The previous examples of threatened displacement and outright removal were precursors to post–World War II redevelopment and relied on socio-spatial processes that racialized space. These processes, in turn, manufactured and trafficked in discourses of racialized and spatialized danger and decay, making residents of ethnic enclaves and multiracial neighborhoods susceptible to harassment and the neighborhoods themselves vulnerable to containment and removal.14 The neighborhoods were viewed as foreign, or as external to the larger body politic—the spatial manifestation of foreigner racialization—and hence, as disposable. In addition, while the vulnerability of Asian American spaces to displacement reflects the West Coast’s particular historical racial formation, the processes of displacement were built on a foundation of prior racialized expropriation and dispossession that justified attacks on and elimination of indigenous and Mexican communities, made the land alienable, and protected white male property ownership.15 In short, displacement was predicated on and sanctioned by prior dispossessions—its discourses, logics, techniques, accrued privileges—and its ghosts.
The end of World War II brought renewed state attempts to displace communities of color. Here key legislative changes and the strategic use of spatial language sanctioned this displacement. While many prewar interests had decried poor housing conditions in neighborhoods of color, lack of legislation with budgeted funding, as well as Asian American resistance, impeded the wholesale demolition of these so-called eyesores. Ironically such criticism recognized poor conditions in racialized communities while overlooking their root causes, including denial of municipal services, landlord neglect, and the Great Depression, which together produced declining conditions. In this sense, urban decline was rooted in material conditions of racial capitalism and their intersection with asymmetrical power relations rooted in economic disparities and entrenched structural and institutional racism.16 Starting in the 1930s, different interests called on state and federal governments to address urban decay, in the process creating a discourse known as “urban crisis.” It portrayed cities as beset by spreading socio-spatial ills and as dangers to white heteronormative society, a discourse that was highly racialized, classed, and gendered as well.17 Although the discourse has been described in terms of its impact on African Americans, on the West Coast, racist portrayals of Asian Americans and their spaces helped define and manufacture notions of urban crisis.18 These West Coast neighborhoods, thus, became singled out for postwar state intervention, and redevelopment policy can be interpreted as the culmination of decades of the racialization of space.

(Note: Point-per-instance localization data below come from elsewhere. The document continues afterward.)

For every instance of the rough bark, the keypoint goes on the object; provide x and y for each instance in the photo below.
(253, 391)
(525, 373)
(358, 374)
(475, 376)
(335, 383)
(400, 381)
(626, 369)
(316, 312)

The United States’s victory in the war changed approaches to urban problems, as newfound global hegemony and a modernist sense of purpose emboldened the state to tackle urban crisis directly via rebuilding infrastructure and vigorously attacking urban decay through redevelopment. As such, the policy’s proponents believed that any displacement and destruction resulting from redevelopment was justified in the name of a universal “public good.”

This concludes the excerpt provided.